Enumerating combinations in a distributed manner
Asked Answered
S

3

16

I have a problem where I must analyse 500C5 combinations (255244687600) of something. Distributing it over a 10-node cluster where each cluster processes roughly 10^6 combinations per second means the job will be complete in about seven hours.

The problem I have is distributing the 255244687600 combinations over the 10 nodes. I'd like to present each node with 25524468760, however the algorithms I'm using can only produce the combinations sequentially, I'd like to be able to pass the set of elements and a range of combination indicies, for example, [0-10^7), [10^7,2.0 10^7), etc. and have the nodes themselves figure out the combinations.

The algorithms I'm using at the moment are from the following:

I've considered using a master node, that enumerates each of the combinations and sends work to each of the nodes. However, the overhead incurred in iterating the combinations from a single node and communicating back and forth work is enormous, and it will subsequently lead to the master node becoming the bottleneck.

Is there any good combination iterating algorithms geared up for efficient/optimal distributed enumeration?

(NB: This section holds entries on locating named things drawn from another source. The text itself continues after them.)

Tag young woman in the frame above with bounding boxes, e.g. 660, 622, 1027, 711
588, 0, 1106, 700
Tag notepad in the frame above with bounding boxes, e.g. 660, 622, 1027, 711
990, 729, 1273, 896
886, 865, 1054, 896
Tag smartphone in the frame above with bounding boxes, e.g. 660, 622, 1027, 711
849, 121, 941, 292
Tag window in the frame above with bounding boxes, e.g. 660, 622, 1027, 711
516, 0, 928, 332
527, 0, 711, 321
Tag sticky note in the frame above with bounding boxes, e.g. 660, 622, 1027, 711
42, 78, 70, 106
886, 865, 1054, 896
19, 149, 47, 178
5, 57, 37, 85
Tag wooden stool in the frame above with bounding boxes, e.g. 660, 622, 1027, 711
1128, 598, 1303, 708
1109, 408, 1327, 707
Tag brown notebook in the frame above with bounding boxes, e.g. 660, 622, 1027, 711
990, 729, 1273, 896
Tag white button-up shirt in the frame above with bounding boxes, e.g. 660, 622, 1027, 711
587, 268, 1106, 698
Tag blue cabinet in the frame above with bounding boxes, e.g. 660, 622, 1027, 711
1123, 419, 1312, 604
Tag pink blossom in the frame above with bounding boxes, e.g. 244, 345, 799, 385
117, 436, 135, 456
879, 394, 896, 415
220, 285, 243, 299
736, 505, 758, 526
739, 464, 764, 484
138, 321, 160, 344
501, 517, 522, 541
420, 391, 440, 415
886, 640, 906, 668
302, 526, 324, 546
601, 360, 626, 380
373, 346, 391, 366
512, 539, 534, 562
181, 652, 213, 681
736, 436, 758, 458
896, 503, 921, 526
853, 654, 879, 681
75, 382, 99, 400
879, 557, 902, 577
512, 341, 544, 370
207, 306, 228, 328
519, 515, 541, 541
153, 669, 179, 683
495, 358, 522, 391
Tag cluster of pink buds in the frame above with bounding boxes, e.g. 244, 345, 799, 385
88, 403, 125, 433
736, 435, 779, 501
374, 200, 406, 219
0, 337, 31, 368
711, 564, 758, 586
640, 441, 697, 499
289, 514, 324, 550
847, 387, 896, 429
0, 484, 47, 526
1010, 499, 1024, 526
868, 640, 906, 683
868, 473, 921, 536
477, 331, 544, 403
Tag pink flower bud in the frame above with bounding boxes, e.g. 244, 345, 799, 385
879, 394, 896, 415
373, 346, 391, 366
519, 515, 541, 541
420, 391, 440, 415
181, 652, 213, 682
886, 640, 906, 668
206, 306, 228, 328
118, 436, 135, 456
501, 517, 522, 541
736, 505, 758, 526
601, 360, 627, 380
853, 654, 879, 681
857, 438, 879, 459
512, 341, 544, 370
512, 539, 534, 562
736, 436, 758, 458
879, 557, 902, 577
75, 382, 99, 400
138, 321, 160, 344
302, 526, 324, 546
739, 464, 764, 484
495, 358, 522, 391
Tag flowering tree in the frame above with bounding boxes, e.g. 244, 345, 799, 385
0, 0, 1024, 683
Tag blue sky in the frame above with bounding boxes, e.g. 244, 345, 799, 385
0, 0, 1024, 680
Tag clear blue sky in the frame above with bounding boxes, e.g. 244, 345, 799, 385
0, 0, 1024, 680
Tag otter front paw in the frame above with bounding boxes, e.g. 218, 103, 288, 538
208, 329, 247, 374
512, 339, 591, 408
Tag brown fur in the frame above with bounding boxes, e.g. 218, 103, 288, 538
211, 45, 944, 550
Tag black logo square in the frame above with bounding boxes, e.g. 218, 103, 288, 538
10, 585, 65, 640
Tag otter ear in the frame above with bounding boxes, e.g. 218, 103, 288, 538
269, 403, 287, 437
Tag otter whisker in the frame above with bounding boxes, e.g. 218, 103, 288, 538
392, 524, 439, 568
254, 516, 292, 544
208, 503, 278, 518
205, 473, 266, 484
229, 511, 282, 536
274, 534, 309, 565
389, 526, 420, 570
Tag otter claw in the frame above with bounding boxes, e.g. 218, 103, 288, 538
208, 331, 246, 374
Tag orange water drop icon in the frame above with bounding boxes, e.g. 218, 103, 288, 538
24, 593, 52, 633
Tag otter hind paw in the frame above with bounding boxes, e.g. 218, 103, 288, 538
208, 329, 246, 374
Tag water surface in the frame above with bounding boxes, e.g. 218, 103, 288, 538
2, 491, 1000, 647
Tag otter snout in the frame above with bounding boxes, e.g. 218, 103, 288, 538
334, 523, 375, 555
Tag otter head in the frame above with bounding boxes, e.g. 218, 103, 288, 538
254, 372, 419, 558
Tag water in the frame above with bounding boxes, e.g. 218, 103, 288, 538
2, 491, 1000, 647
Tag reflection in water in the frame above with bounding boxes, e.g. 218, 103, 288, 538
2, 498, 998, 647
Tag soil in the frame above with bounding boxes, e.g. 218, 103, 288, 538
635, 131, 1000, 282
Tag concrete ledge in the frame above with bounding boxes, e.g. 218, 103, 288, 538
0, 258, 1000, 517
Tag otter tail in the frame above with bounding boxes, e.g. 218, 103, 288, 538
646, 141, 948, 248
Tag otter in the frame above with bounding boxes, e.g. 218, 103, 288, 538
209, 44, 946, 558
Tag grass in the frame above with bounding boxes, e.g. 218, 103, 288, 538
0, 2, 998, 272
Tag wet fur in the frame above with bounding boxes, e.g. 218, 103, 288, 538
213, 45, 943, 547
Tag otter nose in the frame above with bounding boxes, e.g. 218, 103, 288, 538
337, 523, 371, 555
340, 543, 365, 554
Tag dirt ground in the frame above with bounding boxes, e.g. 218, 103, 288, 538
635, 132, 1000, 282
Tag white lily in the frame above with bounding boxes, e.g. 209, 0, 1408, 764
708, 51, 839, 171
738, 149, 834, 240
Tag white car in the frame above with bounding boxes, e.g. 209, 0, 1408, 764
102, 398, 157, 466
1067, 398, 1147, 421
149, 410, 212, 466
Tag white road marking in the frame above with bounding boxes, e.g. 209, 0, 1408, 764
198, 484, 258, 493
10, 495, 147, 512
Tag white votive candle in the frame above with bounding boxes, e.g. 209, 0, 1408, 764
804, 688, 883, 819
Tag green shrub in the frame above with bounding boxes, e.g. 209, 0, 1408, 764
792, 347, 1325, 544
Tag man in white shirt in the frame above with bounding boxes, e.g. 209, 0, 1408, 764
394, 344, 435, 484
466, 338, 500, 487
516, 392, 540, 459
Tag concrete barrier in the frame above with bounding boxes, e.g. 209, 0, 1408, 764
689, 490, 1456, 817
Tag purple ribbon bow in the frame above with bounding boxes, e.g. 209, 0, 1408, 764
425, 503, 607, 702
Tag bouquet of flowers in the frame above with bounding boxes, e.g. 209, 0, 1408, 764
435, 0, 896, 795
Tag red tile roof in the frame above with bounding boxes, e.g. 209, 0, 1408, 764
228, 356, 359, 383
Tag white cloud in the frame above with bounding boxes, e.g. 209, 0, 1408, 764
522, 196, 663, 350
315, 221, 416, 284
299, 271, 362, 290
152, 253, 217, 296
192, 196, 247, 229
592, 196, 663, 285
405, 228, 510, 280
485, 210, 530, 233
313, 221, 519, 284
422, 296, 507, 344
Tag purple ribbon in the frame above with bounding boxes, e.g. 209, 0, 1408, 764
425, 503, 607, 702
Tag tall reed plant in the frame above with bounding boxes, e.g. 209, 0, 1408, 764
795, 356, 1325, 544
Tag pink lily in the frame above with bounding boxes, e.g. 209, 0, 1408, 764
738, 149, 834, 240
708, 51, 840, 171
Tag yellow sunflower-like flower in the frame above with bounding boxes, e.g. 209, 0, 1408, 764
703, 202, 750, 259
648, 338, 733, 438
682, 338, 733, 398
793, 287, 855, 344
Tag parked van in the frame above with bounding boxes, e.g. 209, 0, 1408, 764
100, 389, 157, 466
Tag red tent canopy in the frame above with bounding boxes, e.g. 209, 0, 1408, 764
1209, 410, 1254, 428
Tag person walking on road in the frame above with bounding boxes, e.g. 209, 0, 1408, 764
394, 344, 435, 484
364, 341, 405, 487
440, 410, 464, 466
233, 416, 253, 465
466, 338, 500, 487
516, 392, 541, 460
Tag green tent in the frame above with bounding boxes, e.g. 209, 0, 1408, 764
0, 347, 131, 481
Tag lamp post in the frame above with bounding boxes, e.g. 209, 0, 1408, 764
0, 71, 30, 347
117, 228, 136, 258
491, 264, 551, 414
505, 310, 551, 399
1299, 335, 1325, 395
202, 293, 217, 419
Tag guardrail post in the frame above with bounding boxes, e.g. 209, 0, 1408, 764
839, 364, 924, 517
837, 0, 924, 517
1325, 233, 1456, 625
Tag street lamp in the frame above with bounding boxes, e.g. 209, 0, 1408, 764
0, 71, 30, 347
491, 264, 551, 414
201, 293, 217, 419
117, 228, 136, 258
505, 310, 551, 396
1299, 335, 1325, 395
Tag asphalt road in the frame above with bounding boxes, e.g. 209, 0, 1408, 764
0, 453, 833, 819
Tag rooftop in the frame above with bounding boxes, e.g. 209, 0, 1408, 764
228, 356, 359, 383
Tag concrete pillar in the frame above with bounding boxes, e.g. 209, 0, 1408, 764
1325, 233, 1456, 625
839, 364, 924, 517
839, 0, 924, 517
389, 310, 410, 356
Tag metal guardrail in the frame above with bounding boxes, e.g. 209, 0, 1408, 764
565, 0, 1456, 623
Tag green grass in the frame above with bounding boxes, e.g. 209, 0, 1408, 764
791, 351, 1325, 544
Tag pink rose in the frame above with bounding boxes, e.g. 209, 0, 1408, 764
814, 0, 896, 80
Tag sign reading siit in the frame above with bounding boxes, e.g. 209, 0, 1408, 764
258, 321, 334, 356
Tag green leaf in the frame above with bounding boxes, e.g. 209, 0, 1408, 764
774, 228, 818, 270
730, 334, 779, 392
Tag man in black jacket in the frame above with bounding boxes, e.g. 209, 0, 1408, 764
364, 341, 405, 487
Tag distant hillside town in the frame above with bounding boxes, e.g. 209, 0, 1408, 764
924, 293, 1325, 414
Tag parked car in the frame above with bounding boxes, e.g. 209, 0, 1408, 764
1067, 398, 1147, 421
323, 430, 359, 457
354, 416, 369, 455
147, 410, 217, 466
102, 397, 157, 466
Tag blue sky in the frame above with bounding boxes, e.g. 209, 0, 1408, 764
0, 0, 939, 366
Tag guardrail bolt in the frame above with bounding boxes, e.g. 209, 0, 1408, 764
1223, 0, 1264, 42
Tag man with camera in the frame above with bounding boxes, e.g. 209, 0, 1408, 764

Sundsvall answered 15/1, 2011 at 8:15 Comment(6)
Not much experience in this area, but it sounds like a problem that google MapReduce could be applied to.Gussie
MapReduce is irrelevant here, as the question is about the "Map" part of the term: How does one efficiently map a n-choose-k space problem into m parts without the need for a central distributor.Sundsvall
@Reyzooti: Hence the "not much experience". Happy to be corrected, though.Gussie
Permutations can be systematically numbered using the factorial number system. In your case only one out of each 495!*5! permutation is a relevant combination. So I gather, you can probably compute the start permutation = combination for each node, then just go on from there. This idea may pan out or not. Depending on the details; it's just an idea. ;-) Cheers & hth.,Trilbie
@Alf: Can you please provide a more in pdeth explanation please.Sundsvall
@Reyzooti: I think larsman's answer below, about using combinatorial numbers, is better idea, more direct. I didn't even know direct combinatorial numbers existed. But I once wrote up the generation of permutations directly from factorial numbers as a letter to the editor of I think it was "Software Development"; they titled it "The third method's the charm" or something like that. Turned out that algorithm had already been invented by someone at TI or HP (I don't recall, but I think it was TI). Cheers,Trilbie
D
3

You may have some success with combinatorial numbers, which allow you to retrieve the N'th (n/10th) k-combination with a simple algorithm; then run the next_combination algorithm n/10 times on each of the ten nodes to iterate.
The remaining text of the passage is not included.